There are some similarities between the Caesar of Suetonius and Camus’s character. For example, the author borrows from the delirious madness and paranoia of the emperor described in Suetonius’s accounts, particularly in “The Twelve Caesars”. His taste for disguise, summary executions, or orgies is also inspired by it. However, far from making him solely a cruel and bloodthirsty emperor, Camus’s Caius also appears subtle, sensitive, and emotionally tormented. Disappointed with the state of the world, he stages himself in a play that, act after act, creates the perfect conditions for destruction and implant chaos in the heart of the political institution, punctuated by questions of sovereignty, taxes, and agrarian laws.

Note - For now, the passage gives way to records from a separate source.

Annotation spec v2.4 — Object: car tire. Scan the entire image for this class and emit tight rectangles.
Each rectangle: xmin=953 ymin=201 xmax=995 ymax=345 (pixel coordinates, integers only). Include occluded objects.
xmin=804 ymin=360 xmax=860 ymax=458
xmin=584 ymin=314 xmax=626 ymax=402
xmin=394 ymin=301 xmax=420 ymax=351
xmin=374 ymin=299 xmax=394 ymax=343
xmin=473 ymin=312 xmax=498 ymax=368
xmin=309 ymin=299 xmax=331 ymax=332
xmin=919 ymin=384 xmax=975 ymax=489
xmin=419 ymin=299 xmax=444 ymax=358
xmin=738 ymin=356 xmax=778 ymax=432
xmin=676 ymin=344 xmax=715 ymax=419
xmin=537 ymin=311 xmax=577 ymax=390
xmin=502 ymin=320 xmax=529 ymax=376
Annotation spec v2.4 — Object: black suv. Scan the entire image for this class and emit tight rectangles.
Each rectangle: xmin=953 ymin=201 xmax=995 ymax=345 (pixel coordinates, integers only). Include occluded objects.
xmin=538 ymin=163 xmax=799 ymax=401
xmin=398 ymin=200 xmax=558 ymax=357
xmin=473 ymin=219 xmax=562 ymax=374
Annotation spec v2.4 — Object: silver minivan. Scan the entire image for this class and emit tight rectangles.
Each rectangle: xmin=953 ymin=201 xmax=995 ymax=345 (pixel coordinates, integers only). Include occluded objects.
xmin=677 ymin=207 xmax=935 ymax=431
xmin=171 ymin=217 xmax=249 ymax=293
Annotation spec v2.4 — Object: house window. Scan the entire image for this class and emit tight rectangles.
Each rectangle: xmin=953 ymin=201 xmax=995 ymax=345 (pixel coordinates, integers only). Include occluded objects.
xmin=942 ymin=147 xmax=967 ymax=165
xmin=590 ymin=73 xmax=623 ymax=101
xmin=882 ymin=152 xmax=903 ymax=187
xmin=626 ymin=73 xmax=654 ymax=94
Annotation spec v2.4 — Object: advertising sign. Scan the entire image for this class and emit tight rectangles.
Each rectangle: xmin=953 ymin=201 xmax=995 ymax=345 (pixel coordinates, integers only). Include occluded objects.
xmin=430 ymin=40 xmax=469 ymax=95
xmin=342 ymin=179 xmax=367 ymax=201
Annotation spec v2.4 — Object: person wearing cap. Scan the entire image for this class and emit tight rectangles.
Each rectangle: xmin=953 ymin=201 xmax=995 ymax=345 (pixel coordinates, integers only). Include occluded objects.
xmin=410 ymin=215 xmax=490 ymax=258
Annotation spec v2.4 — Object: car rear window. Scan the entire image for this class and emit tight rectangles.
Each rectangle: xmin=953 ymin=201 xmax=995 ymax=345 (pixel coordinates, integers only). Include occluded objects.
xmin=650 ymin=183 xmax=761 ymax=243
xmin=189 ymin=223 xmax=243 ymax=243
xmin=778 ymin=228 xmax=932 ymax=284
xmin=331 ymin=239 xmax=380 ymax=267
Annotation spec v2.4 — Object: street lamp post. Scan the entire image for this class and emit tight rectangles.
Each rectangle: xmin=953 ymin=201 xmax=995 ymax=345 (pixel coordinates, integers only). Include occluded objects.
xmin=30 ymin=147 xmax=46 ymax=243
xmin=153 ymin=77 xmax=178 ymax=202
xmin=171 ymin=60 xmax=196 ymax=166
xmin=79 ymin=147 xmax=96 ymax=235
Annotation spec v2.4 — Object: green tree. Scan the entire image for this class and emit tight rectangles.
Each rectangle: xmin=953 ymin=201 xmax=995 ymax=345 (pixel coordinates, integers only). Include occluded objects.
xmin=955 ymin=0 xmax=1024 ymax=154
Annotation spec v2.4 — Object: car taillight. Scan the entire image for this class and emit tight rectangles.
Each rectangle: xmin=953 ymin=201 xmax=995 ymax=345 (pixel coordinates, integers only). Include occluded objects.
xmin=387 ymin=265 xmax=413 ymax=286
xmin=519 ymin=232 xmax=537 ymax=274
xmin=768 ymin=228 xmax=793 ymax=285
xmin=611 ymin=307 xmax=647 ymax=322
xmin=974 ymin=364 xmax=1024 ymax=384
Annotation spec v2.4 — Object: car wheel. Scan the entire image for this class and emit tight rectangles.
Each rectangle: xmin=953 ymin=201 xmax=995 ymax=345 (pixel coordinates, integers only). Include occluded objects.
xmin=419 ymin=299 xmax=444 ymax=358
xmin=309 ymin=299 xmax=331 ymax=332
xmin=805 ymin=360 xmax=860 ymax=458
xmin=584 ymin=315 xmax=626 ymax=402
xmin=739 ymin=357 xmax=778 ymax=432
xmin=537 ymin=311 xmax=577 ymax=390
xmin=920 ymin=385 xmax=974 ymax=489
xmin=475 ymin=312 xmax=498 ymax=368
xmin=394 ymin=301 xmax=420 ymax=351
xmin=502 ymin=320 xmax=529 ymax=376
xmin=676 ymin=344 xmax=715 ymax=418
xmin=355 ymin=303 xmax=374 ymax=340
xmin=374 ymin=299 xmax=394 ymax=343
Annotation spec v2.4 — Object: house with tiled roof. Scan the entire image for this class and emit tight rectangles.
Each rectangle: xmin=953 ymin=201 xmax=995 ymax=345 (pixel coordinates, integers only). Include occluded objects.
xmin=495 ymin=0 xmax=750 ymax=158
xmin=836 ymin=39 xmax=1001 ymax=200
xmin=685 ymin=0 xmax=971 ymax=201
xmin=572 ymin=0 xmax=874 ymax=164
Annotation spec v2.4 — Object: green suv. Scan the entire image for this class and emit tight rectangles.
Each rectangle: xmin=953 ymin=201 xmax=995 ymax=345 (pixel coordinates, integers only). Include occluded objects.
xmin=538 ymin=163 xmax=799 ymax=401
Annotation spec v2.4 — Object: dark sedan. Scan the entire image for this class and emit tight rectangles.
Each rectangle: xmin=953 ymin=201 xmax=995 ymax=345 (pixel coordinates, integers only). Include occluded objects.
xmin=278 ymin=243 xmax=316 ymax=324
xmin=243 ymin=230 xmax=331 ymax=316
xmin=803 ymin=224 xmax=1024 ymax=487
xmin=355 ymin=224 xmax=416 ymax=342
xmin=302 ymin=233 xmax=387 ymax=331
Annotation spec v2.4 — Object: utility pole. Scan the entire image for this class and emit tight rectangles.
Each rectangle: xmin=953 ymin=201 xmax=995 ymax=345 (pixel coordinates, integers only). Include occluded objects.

An emperor-artist in power, who exercises his tyranny by imposing the rules of an absurd, funny, perverse, cruel, and limitless game. He tests his entourage accustomed to the exercise of politics and, not without humor, destabilizes his patricians and unmasks an aging system, while passionately attaching himself to youth, notably through his exchanges with the character of Scipio. Using art as a necessary form to define his perception of the world and the future, he takes charge of a kingdom in which “the impossible is king,” aiming to counterbalance an observation he expresses: “what use is this astonishing power to me if I cannot change things (…) let suffering decrease and beings no longer die (…) Men die and they are not happy.” Camus’s Caius is an ambivalent and elusive character, desiring to reveal the truth about the human condition by denouncing the lies through which men hide their contingency.

I have read two versions of Caligula, the one from 1941 and the one from 1958. The 1941 work is more poetic, romantic, while the 1958 one is more political. I wish to work with these two texts while retaining the order of the acts and their scenes and respecting the meaning that Camus gives to his work. As he recalls in a 1952 interview: “in some writers, it seems to me that their works form a whole where each one is illuminated by the others, and where everything is looked at.”

The desire to implement this project begins with the multidisciplinary vision I have of this play. Dance, music, singing, puppetry, or visual arts are disciplines that allow for the exploration, reinvention, and enrichment of the deep questions related to a dialogued text or a narrative like Camus’s. To begin the creation process, the subjects and themes derived from Camus’s text will serve as a first step in an immersive work with actors who master transdisciplinarity and the multiple use of dramatic supports. We will establish various research, improvisation, and writing workshops on stage to work on the different characters of the play. We will thus organize a kind of actor training and dramaturgical workshop, hoping to develop on stage a type of instinctive play and create other personal forms of writing. For this, we will initially deviate from the original work, allowing the interpreters’ improvisational work on what the play tells us. This is to appropriate the stakes of the work, to explore the personalities of the different characters, their bodies, their aesthetics. We will return in a second stage to the “intact” text of Camus, fortified by the previous explorations.

I also wish to work on several staging scenarios imposed by the character of Caligula. The interest of these multiple scenarios is to propose for each performance one of the versions of the play initiated by the main character, in order to produce on the group of actors who embody the other characters, a surprise effect, an adaptation to Caligula’s staging proposals. We will also work on techniques of dissociating body and voice in order to multiply the different spaces of representation of the text, allowing speech to detach itself in a disturbing way from the body, the body in a state of super-puppetry (the source of movement implied by the puppet applies to the actor’s body). Accompanied by choreographer Guillaume Marie, I wish to undertake for this performance an in-depth work on the body, the embodiment of movement, and dance movement.